I have wanted to write this blog for so long and it was one of the main reasons I set up this blog because I wanted to share my struggle with anxiety and worrying, how it affected me and my coping methods.
Worrying is something that has affected me most of my teen years, when I was younger I worried about small things like running out of favourite cereal and silly things like that. My mum gave me a little book to write my worries in and then I’d put it on her pillow and it helped, but once I got to about 16 the worries got worse and I can’t quite remember what they were but at the time they felt pretty bad and at that point I didn’t have any coping strategies so I would email my mum my worries and for me it helped telling someone. I felt so ashamed because my worries to me felt stupid and I worried how people would react so subsequently I sent my worries via email to my mum because I couldn’t bring myself to tell her face to face.
What I’m about to tell you now is something I have never shared before only with my family and very close friends. It started in the year of 2013 and I remember the day very clearly, it started off good I was cleaning my room (I know most people hate tidying up but I don’t mind it is that normal?) and my family were going out and I just remember the thought popping into my head what if there’s not a toilet??? And I couldn’t stop thinking about it and subsequently I had to go and I remember not being sure where it is and I started to panic because I was so desperate and I was worried I wouldn’t be able to hold it till I got home but thankfully I found it. That’s where it started and wherever I would go I’d worry about it and that made me not want to go out but I manage to find a couple of methods to help and what I would do is try and think of the things I love like my dog or going on holiday and that help to take my mind off it, after a few situations going well I felt okay going out. And one day it somehow disappeared and I was fine.
It’s something I have struggled on and off from 2013 to present and it would last a few months and it would go but as I’ve got older it got in the way and I would feel so ashamed for having this issue and I had to find a better solution so when it came back in the middle of 2016 I had to take action so first I went to the doctors to check there wasn’t an underlying problem and I had to go for a ultra sound of my bladder so I had to drink quite alot of liquid which was such a big deal for me but I did it and thankfully it was okay but it left me feeling confused and lost, what do I do next? So, I searched on the Internet and found a few helpful suggestions and one was to write a journal so that’s what I have been doing since the 25th October 2016 and it helps writing all my feelings and worries down, I write in it religiously every night. I also had a talk with my mum face to face and she said I need to think positive and good things will happen and every day I try to think positive about the things that worry me.
My methods that have helped me are writing my worries down in my journal as it helps me to let it all out and to keep a record of my worries so if I want I can reflect back on it, as hard as it sounds thinking positive helps me and every negative worry I have I think of the positives in each one. When I over analyse a situations I think about what parts are making me feel worried and anxious and I think of a solutions for each one as I then know there’s always a solution. Depending on the worry depends who I’ll because sometimes I feel more comfortable telling a certain person.
I never cast myself with having anxiety until I got older and certain situations would made me feel so on edge and reading peoples stories of how anxiety made them feel I found myself thinking I feel like that sometimes too so I decided to look up the symptoms I'd been having which includes.

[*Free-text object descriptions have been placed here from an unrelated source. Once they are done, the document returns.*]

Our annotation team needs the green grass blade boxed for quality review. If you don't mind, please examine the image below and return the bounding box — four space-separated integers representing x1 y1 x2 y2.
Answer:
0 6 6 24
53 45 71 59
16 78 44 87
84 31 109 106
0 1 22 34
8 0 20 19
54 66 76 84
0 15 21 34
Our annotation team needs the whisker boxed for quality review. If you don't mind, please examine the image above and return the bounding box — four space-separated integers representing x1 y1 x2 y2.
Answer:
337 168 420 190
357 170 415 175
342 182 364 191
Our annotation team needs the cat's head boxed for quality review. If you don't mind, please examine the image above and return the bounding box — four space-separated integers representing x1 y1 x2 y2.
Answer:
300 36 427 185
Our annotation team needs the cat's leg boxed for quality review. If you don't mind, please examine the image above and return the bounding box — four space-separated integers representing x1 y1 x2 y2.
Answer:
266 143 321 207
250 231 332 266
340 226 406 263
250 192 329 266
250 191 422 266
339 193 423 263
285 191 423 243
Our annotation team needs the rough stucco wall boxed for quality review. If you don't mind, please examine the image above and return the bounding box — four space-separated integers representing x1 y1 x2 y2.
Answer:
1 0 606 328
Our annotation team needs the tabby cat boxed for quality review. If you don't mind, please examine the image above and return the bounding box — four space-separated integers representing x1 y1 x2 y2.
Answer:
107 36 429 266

I don’t feel like that all the time but when I feel extremely worried and anxious about something I will get usually one or all of those symptoms and I hate feeling like that and that’s another worry in itself.
My coping mechanism for my anxiety were the same as my worrying but when I’d feel so overwhelmed I will close my eyes try to think of the positive and tell myself to inhale all the positives and exhale the worries and they help.
For me personally I have a few regular worries like new situations scare me because I don’t know what to expect and the unknown scares me because I don’t know how prepared I should be. If I want something to be perfect I usually feel pretty anxious because I don’t want to ruin it by not feeling well. Usually my worries come from either not wanting to feel unwell I.e. any of the symptom’s above, having an upset stomach and needing a wee a lot in situations, these things are what most of my worries come from.
When I’m out in public I often think people look at people and know I have these problems or I’ll look at them and think do they suffer from worrying and anxiety because sometimes I feel like I’m the only one who worries about the toilet or not feeling well and it makes me feel like I’m crazy.
My family have been a huge support and help to me and I can't thank them enough.
I don’t know if I’ll ever be worry free but all I can do is try to manage each of my worries and for them to not affect my life I try every day to face my worries head on and for my worrying and anxiety not to dictate my lifestyle .
I hope that someone can to relate to this and for it to help someone who is suffering from either worrying, anxiety or both.